Everybody loves lists. The two most popular stories in the 15-month history of FierceMobileHealthcare haven't actually been stories, but our slideshows of 15 free healthcare apps for the iPhone and 15 free healthcare apps for the BlackBerry.
It works for others, too. Yesterday, the Los Angeles Times published a guide to consumer health apps for smartphones--and opened the story with a spin on an increasingly trite line, "Is there an app for that?" The author listed some of her own favorite apps, including the American Heart Association's Pocket First Aid and CPR app and MedWatcher, which will provide FDA alerts and other news on pharmaceuticals when it becomes available this fall.
Though most of the apps on the market are for iPhone, Claudia Tessier, president of the Boston-based mHealth Initiative says there are plenty of alternatives for other operating systems. "Chances are good that if you find an app you like, but it works on a different platform--say, an iPhone and you sport a BlackBerry--there's a comparable, if not identical app for your phone," Tessier tells the Times.
So far, the market is wide open and largely unregulated, so buyer beware, advises Dr.

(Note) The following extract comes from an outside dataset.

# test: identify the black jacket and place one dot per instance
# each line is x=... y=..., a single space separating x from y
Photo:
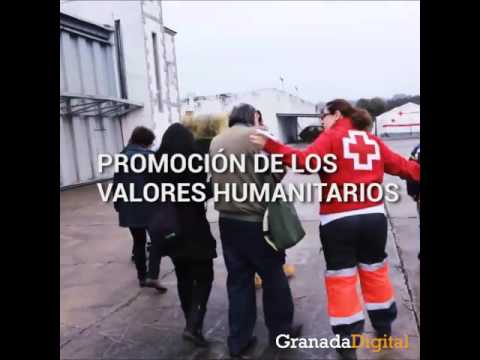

Joseph Kim, founder of the medicalsmartphones.com blog. (Tuesday's post lists some of his physician wife's favorite Android apps, incidentally.) "Consumers are largely on their own; there is no organization that is policing, monitoring, or rating things like medical accuracy and consumer friendliness," Kim warns. "Type 'diabetes' into an app-store search engine, you can find a huge list of apps, but you have no way of knowing which ones are good and which you should avoid, and as a result, consumers may download apps that contain erroneous information," he says.
Meanwhile, Technology for Doctors, a spin-off from Canadian Healthcare Technology, features the "top 10 free iPhone medical apps" in its July issue, as determined by physician reviews at iMedicalApps.com. Not surprisingly, Medscape and Epocrates top the list, but some of the other top picks aren't so obvious.
The same publication features iMedicalApps, calling it "the go-to site for smartphone reviews." The year-old site now gets 4,000 visitors a day, according to co-founder Dr. Felasfa Wodaj, an orthopedic oncologist in Washington, D.C. "The level of interest isn't just about which apps to get, but about the whole burgeoning field of smartphones used for medical purposes," Wodaj tells Technology for Doctors. All of us see this area is exploding, and physicians want to know more about it but there aren't many places to read about it."
(What are we here at FierceMobileHealthcare, chopped liver? To his credit, we don't have physicians on our team reviewing apps for their peers.)
One thing we do learn from the story is why BlackBerry has fallen so far behind Android for second place in terms of the number of apps available. "The BlackBerry is a desert for apps, as they're hard to develop and install. Until they change their operating system so apps are easier to install, there won't be much of an app community around it," Wodaj says.
Wodaj is more excited about the potential of the iPad, though. "The iPad could be the portal to the entire medical record, not just a quick view of this or that," he says.